Steam Reforming of n-Dodecane over Ru−Ni-Based Catalysts

Abstract

Steam reforming of n-dodecane has been carried out with the goal of development of new and highly active catalysts for hydrogen production. Newly designed RuO-NiO-CeO2-Al2O3 catalysts have been successfully prepared with various loadings of Ni by sol−gel method. X-ray diffraction (XRD), H2 TPD, BET surface area, temperature-programmed reduction (TPR), and temperature-programmed desorption of CO2 (TPD of CO2) were used to characterize the prepared catalysts. The coke formation was studied by temperature programmed oxidation (TPO). The reforming of n-dodecane was carried out in a microreactor and investigated at different reaction temperatures, space velocity, steam/carbon ratio, and time-on-stream. Characterization results reveal that the presence of Ru and CeO2 enhances the catalyst reducibility. H2 TPD and CO2 TPD data indicate that 1 wt % Ru/2.5 wt % Ni/3 wt % CeO2/Al2O3 (1R2.5N3CA) catalyst exhibits larger nickel surface area and higher basicity compared to all the other catalysts.

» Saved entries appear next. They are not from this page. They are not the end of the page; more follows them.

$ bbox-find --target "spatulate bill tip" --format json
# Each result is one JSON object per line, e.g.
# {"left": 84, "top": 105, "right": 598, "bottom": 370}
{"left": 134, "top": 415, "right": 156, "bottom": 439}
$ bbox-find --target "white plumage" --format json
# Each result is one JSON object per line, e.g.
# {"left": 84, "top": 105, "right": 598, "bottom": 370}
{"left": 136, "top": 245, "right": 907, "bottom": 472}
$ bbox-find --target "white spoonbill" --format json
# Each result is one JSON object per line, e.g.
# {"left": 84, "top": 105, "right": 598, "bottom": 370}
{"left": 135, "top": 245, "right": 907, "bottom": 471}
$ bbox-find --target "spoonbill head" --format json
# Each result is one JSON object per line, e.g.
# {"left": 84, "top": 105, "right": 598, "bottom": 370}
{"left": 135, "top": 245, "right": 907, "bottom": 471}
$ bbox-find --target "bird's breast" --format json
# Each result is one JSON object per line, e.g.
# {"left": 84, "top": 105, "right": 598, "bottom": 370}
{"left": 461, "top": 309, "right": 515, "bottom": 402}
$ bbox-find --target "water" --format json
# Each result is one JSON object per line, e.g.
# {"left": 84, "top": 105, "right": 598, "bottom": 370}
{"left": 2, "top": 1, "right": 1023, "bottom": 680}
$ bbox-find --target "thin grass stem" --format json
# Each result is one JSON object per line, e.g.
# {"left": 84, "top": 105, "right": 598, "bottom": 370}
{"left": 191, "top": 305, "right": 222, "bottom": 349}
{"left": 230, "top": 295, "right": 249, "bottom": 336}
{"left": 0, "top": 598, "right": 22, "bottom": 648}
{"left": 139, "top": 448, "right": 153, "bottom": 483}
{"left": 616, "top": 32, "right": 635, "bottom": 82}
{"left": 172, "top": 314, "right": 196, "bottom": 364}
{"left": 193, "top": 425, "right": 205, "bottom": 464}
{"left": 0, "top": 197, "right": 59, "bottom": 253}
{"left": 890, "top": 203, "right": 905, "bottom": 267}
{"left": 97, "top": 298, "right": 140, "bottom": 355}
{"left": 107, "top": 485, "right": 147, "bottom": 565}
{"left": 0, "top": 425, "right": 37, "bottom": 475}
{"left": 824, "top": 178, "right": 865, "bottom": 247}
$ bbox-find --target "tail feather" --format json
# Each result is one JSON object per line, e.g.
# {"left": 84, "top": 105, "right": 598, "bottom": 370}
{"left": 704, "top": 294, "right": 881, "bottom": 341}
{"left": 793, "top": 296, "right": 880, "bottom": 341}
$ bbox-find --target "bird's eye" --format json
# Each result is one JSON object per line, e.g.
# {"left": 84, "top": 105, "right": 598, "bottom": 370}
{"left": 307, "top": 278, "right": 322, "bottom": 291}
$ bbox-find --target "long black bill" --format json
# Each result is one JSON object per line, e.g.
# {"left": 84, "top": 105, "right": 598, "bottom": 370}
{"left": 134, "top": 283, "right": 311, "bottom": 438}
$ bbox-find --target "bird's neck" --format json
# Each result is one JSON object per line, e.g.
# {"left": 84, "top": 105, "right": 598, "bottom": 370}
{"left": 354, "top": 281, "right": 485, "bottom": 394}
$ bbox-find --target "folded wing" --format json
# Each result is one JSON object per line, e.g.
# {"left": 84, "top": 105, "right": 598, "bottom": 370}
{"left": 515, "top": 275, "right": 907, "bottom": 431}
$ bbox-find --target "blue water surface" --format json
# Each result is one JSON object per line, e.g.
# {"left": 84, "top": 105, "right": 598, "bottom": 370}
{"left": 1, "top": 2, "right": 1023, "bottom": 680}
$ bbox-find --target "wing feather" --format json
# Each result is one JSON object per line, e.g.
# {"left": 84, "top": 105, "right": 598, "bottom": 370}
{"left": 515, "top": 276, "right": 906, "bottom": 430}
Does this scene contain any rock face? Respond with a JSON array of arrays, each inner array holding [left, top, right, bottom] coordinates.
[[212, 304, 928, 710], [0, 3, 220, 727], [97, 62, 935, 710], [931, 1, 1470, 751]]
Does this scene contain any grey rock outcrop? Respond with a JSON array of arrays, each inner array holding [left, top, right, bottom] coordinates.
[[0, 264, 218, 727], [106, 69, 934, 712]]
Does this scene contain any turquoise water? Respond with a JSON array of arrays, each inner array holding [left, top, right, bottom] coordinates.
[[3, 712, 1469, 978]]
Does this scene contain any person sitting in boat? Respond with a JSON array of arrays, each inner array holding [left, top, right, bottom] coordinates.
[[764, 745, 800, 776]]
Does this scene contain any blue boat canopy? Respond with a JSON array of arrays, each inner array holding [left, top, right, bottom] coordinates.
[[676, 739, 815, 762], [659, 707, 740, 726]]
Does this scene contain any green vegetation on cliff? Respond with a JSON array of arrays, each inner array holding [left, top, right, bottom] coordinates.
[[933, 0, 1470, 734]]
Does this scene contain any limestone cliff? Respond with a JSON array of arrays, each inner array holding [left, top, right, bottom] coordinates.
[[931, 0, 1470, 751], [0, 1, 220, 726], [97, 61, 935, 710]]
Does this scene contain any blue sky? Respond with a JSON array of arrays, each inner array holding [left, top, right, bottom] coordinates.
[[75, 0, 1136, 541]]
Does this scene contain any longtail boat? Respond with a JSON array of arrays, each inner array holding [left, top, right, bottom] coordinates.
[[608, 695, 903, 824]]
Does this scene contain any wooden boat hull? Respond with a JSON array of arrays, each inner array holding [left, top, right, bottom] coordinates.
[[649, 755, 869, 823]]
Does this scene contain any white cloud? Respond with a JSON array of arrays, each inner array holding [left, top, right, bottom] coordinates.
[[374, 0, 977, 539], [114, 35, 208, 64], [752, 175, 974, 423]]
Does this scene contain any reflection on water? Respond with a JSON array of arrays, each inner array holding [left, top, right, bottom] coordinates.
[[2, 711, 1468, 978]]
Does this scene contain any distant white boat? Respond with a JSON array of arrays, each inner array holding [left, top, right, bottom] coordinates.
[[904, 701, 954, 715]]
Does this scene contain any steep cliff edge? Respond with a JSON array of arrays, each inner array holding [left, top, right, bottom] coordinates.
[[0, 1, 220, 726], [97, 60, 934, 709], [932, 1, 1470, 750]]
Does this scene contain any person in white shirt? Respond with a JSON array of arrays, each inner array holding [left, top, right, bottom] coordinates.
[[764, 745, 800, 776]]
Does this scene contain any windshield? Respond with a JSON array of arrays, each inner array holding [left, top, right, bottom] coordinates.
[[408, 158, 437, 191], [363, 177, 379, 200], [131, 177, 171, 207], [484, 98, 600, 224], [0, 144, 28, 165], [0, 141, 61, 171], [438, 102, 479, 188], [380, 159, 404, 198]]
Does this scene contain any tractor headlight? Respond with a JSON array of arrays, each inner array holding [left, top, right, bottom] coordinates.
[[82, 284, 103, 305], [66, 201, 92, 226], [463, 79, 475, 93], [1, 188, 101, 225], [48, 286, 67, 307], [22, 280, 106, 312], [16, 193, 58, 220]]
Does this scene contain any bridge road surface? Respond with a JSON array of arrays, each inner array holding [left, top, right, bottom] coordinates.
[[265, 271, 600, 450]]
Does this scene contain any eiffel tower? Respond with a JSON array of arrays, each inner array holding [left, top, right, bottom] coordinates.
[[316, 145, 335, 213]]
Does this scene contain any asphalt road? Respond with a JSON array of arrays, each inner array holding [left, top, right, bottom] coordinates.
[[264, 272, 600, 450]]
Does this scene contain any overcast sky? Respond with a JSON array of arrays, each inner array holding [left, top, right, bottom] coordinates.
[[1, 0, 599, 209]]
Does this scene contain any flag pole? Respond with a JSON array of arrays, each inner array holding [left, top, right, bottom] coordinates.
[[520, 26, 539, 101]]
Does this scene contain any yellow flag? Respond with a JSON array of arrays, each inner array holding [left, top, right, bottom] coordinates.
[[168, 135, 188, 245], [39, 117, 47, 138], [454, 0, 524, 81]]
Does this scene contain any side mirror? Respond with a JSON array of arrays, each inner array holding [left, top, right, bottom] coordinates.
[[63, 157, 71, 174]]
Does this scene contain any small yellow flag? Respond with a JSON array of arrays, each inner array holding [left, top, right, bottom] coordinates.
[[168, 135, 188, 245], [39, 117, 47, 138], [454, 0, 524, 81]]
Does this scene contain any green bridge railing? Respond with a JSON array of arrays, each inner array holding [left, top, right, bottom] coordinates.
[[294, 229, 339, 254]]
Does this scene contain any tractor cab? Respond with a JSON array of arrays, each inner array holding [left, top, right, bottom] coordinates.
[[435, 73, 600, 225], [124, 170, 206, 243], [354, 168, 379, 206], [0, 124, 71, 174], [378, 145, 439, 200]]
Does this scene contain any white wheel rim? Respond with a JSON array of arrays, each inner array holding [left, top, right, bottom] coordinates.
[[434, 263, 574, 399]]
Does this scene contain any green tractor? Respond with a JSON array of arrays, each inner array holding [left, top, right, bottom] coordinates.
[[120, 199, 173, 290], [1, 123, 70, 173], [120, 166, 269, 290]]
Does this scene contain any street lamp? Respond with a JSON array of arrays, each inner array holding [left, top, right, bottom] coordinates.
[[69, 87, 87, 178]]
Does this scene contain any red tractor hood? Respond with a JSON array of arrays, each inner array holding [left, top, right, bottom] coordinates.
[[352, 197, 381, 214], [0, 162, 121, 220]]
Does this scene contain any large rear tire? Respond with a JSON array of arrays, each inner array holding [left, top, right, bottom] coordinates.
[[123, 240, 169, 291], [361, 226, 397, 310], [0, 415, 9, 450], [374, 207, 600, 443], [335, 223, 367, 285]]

The activity and hydrogen yield of the 1R2.5N3CA catalyst are significantly higher than those of the other nickel catalysts under the same experimental conditions. Catalytic stability is also enhanced by the presence of ruthenium in nickel catalysts. Such improvement indicates that ruthenium plays an important role in the catalytic action of nickel. Overall, the bimetallic 1R2.5N3CA may be an effective catalyst for the production of hydrogen from n-dodecane.